L'individualisme de notre société contemporaine
L’Homme n’englobe désormais plus autrui dans sa conception du monde ; il s’y place au centre, en tant que personnage principale et unique d’une histoire qu’il pourrait lui-même se forger, sans jamais nécessiter le besoin d’autres individus. Cet égoïsme se retrouve partout, de la publicité aux évolutions de nos modes de vie, en passant par la conversation et le non-respect croissant des uns envers les autres.
Les conversations sont aussi très intéressantes à suivre dans cette période individualiste. Plus les années passent, moins les Hommes ne s’écoutent. Le dialogue, qui a si longtemps eu pour but principal de communiquer est en train de progressivement évoluer vers autre chose. En effet, et de plus en plus, le dialogue nous permet d’écouter nos brillantes remarques et nos fabuleuses expériences de la vie, entre celles de notre interlocuteur, qui manifestement prend autant de plaisir que nous à s’écouter parler. Un indicateur le démontre bien mieux que toutes les analyses du monde, à savoir la terrible présence grandissante du « moi je ». L’Homme n’est désormais pas plus différent de deux enfants surenchérissant l’un après l’autre leurs aventures trépidantes dans le jardin de leurs grands-mères respectives ; le jeu de question-réponse disparaît, pour laisser place à des monologues interposés.
Je parlais aussi du non-respect croissant des uns envers les autres. L’exemple le plus terrible qui puisse démontrer cette idée est celui des agressions croissantes dans les voies de métro. Il y a encore quelques années, on craignait de prendre les voies peu fréquentés au beau milieu de la nuit, mais désormais, le danger est omniprésent. Pensez-y, si une femme sans défense s’est faite violée par deux personnes au beau milieu d’un wagon bondé sans qu’aucun des passagers ne réagisse, n’est-ce pas là le signe d’une société à la dérive ? A mes yeux, le danger est bien réel, et de plus en plus présent.
L’individualisme, lorsqu’il est modéré, peut être un parti pris tout à fait respectable. En revanche, lorsqu’il atteint un stade où les Hommes craignent un simple hématome et préfèrent regarder ailleurs lorsqu’une femme subît la pire des humiliations et le pire des outrages, il me semble qu’il y a un problème de grande envergure.

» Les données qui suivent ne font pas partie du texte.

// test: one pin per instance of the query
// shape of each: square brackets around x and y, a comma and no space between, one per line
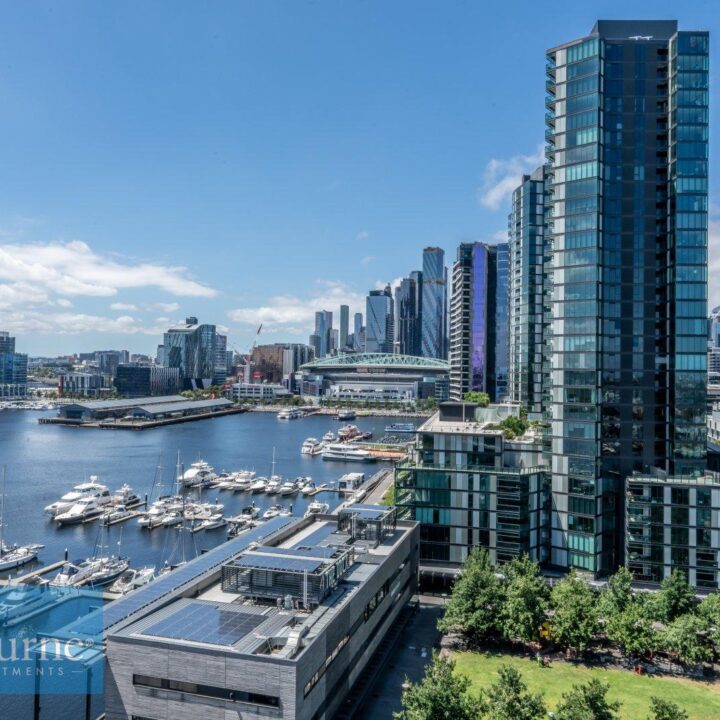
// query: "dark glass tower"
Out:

De mon côté, j’ai pu constater, au cours des mes vingt années d’existence un aspect fondamental de l’Homme. En effet, selon moi, l’Homme peut comprendre autrui, mais il ne peut pleinement se comprendre lui-même.
Lorsque nous faisons face à quelqu’un dans le désarroi, notre position, extérieure à sa situation, presque dénuée de sentiments, à moins que l’individu nous soit proche, nous permet d’entrevoir des solutions que lui n’aurait pas vu, et d’aboutir à des conclusions qu’il n’imaginait même pas.
Lorsque nous écoutons autrui parler, que nous l’observons lorsqu’il agît, nous parvenons, après quelques temps, à dresser un portrait de son comportement, de son caractère. Or, malgré toutes nos années d’existence, et l’ensemble de notre vie que nous passerons à nous entendre et à nous voir, nous ne parvenons que très approximativement à faire preuve d’objectivité vis-à-vis de nous même. Pour que nous nous comprenions réellement, nous avons besoin du regard et de l’esprit d’autrui. Lui seul, totalement détaché des motifs nous poussant à agir et étant en dehors de nous, peut objectivement nous apprendre qui nous sommes et comment nous fonctionnons. Or nous vivons dans une société où l’égocentrisme est une vertu et où autrui n’est qu’un désagrément. Et pourtant, qui n’a jamais eu envie de se découvrir ? Qui n’a jamais eu envie de parler avec autrui, et d’apprendre comment le monde le voit, l’interprète ? Il me semble qu’il est dans la nature humaine de chercher à comprendre ce que nous sommes, ce que nous voulons et ce que nous faisons. Se faire face chaque jour, sans jamais se comprendre me paraît bien trop déstabilisant pour être une situation confortable.